Working with the ‘Last modified’ field

The ‘Last modified’ field automatically stamps a row with the exact date and time of its most recent user-made change, helping you track updates.

This guide covers what the ‘Last modified’ field is and its key properties, how to add this field to your table, and how to limit tracking to specific fields.

Learn more: Configure field types

Last modified field in Baserow

What is the ‘Last modified’ field?

The ‘Last modified’ field is an automatic, read-only field that shows the date and time a row was last edited by a user.

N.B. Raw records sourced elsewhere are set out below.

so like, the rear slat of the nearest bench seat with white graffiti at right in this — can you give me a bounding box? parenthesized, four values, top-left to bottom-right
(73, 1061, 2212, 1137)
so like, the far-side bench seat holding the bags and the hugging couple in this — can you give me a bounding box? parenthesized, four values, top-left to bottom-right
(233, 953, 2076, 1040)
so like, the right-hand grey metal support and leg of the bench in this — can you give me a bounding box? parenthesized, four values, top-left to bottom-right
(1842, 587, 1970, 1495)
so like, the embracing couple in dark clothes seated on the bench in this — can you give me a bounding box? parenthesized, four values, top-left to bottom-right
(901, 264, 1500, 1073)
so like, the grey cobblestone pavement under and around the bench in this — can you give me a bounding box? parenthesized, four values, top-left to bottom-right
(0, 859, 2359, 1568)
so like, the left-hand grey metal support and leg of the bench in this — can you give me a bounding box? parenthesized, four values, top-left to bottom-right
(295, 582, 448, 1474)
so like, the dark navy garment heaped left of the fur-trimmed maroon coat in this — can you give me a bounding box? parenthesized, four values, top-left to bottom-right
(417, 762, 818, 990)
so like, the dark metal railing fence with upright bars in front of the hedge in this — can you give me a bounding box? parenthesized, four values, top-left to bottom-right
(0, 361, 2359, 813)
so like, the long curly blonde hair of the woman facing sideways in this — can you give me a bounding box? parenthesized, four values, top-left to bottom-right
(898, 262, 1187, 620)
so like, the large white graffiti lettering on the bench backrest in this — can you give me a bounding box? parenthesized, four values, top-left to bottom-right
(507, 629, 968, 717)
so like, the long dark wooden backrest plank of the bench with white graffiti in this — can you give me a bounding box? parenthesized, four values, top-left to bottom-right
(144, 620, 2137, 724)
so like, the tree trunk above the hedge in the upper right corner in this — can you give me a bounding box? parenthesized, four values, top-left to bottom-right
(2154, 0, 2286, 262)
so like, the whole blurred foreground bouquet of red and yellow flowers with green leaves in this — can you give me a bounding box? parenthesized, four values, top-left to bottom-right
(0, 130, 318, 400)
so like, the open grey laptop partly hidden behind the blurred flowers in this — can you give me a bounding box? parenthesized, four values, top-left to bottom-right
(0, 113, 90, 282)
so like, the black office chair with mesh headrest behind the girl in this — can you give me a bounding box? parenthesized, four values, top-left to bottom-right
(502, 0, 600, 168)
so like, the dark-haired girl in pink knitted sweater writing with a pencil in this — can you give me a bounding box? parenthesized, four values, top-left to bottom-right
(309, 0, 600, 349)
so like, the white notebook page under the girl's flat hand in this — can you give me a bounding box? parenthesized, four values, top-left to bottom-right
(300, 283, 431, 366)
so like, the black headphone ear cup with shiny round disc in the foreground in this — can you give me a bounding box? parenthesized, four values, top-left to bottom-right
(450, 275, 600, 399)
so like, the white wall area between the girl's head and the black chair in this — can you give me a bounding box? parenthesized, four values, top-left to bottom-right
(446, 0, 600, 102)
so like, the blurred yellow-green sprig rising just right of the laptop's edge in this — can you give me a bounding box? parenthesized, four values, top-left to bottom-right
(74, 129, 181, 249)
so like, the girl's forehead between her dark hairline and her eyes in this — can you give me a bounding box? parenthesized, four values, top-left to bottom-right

When a new row is created, its ‘Last modified’ value will be the same as its ‘Created on’ time. This timestamp will update every time a user edits any editable field in that row.

A key behavior to note is that a row’s ‘Last modified’ value never rolls back. If you edit a cell and then use “Undo,” the ‘Last modified’ time will reflect the time of the “Undo” action, not the time before the edit.

How to add a ‘Last modified’ field

Add the field

  1. In your table, add a new field.
  2. Select Last modified from the field type dropdown.
  3. Name the field (e.g., “Last Update”).
  4. Click Create.

By default, this field will track changes made to any editable field in the row.

You can choose to restrict the field so that it only displays the most recent time a particular field was modified.

Tracking modification times on computed fields

The Last modified field type and date functions in formulas allow you to track when a record was last edited. However, it is important to understand that these tools only track direct user actions.

What triggers a “Last Modified” update?

  • ✅ Typing manually into a cell (Text, Number, etc.).
  • ✅ Selecting an option (Single Select, Multiple Select).
  • Adding or removing a row from a Link-to-table field.

What does not trigger an update?

  • Formulas: If a formula recalculates (e.g., today() changes to tomorrow, or {Price} * {Quantity} updates), the Last Modified field will not change.
  • Linked Data Changes: If you modify data inside a linked record (e.g., changing a generic “Status” field in a linked Tasks table), the “Last Modified” timestamp in the current table will not update.

Note: The “Last modified” field tracks who touched the row and when. Passive changes calculated by Baserow in the background do not count as user edits.

Workaround: Tracking changes in linked records

If you need to see the last modified time of a row or any of its linked data, you cannot rely on a single “Last modified” field. Instead, you can combine a Lookup field with a Formula.

Scenario: You have a Projects table linked to a Tasks table. You want the Project to show as “Updated” whenever a Task is modified.

Step 1: Track time in the source table

  1. Go to the linked table (e.g., Tasks).
  2. Create a new field with the type Last modified.
  3. Name it Task Last Modified.

Step 2: Expose that time in your main table

  1. Go to your main table (e.g., Projects).
  2. Create a Lookup field.
  3. Point it to the Tasks table and select the Task Last Modified field you just created.
  4. Name this field Lookup: Task Modified.

Step 3: Compare the dates with a formula

Create a new Formula field in the Projects table to compare the project’s local edit time against the task’s edit time. This returns the most recent date.

The Formula:

if(
    date_diff('s', field('Last modified'), field('Lookup: Task Modified')) < 0,
    field('Lookup: Task Modified'),
    field('Last modified')
)

How this works:

  • The date_diff function calculates the difference in seconds between your local edit and the linked edit.
  • The if statement checks which date is more recent.
  • The formula displays whichever date is newest, giving you a “True” last modified timestamp.

Frequently asked questions

What’s the difference between ‘Last modified’ and ‘Last modified by’?

They work together:

  • ‘Last modified’ (this field) tells you when the last edit happened (the date and time).
  • Last modified by tells you who made the last edit (the user).

What’s the difference between ‘Last modified’ and ‘Created on’?

  • Created on is set once when the row is created and never changes.
  • ‘Last modified’ updates every time the row is edited.

Do formula fields or other computed fields trigger an update?

No. The ‘Last modified’ field tracks changes made directly by a user. It does not track automatic changes in computed fields (like Formulas, Lookups, or Rollups) that update because their underlying data changed.

This is a special case:

  • YES: If you add or remove a link from the link to table field, this is a user edit and will trigger an update.
  • NO: If the data inside the linked row changes (e.g., the linked record’s name is edited in its own table), this does not count as an edit to the current row, and will not trigger an update.